Et c'est ainsi que jeudi soir, nous nous sommes retrouvés à la Baraque, lieu associatif, convivial, accueillant sans manière et pourtant dénué de sarouel mais pas de sourires. Donc tout le monde était là, ou presque, un presque imperceptible. Arrivé assez en avance pour être sûr de trouver assise, je pus (rigolo) observer l'artiste, se mouvant dans sa solitude, se préparer, branchant tout ce qui devait l'être et maniant les jacks, chères à Gainsbourg, avec dextérité et doigté. On croit toujours qu'il lui suffit d'arriver, de se mettre au clavier et c'est parti. Que nenni, ce serait faire fi des préliminaires qui mettent dans les meilleurs dispositions pour se donner à son public.

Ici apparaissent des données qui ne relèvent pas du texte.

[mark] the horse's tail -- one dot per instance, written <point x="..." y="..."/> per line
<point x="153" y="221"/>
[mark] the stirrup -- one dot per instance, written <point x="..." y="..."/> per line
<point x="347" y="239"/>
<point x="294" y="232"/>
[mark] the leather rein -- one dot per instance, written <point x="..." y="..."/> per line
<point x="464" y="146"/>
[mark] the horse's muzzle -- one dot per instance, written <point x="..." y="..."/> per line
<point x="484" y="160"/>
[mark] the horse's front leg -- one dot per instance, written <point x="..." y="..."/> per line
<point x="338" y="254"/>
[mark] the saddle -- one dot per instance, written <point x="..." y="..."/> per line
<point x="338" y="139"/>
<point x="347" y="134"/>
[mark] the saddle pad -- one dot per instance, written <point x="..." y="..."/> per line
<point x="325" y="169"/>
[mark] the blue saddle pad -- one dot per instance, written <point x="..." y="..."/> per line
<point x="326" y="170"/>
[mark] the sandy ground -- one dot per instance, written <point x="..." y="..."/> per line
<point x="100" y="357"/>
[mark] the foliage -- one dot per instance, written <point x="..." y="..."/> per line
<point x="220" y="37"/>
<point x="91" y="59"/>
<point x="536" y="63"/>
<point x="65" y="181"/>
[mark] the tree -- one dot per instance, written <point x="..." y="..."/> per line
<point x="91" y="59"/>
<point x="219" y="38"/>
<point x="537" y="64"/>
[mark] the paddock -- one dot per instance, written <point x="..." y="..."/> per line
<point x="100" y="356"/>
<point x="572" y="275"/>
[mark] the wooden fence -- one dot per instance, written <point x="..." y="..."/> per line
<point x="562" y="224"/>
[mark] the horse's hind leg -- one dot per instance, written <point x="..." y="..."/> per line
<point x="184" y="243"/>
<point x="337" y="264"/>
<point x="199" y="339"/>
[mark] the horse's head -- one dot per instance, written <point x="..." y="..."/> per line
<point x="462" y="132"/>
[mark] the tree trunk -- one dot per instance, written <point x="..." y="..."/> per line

Donc, Gene Clarksville, seul en scène nous offrit un concert... C'est là que vous vous demandez "mais que va-t-il pouvoir dire après tous les autres concerts qu'il a déjà relatés. C'était, après Mano, que je voyais et écoutais Clarksville se produire seul, sans artifices aux sons dans lesquels parfois se diluent l'âme et le talent de l'artiste. Il est vrai que Gene, s'il permet que je l'appelle Gene, sera toujours Gene, un éclat dans l'ombre de la médiocrité et de l'artificiel qui chaque jour tentent de de nous enfoncer au plus profond de la médiocrité et de la vacuité.
Mais le public, vidant bouteilles et verres avec dextérité et gourmandise, avide de fraîcheur et de plaisir non frelaté se pressa nombreux et joyeux, frémissant d'écouter un artiste vrai qui ne triche pas, heureux d'apporter ce quelque chose, cet indicible plaisir que procure la création. Devant un public conquis mais exigeant, le chanteur multi instrumentiste fit, sans ostentation, étalage de sa technique au service de sa sensibilité et de sa générosité. Et quelle ne fut pas ma surprise de voir Monsieur Clarksville se munir de sa guitare pour interpréter quelques titres. Quelles que soient les cordes, il sait sait les faire vibrer.
Pour terminer, ou presque, une ronchonnerie. Je déplore les rires et éclats de voix qui viennent perturber et altérer l'écoute du concert et que je ressens comme un manque de respect pour l'artiste. Cest peut-être la loie du genre.
Toujours est-il que ce fut un excellent concert. Merci et chapeau garni.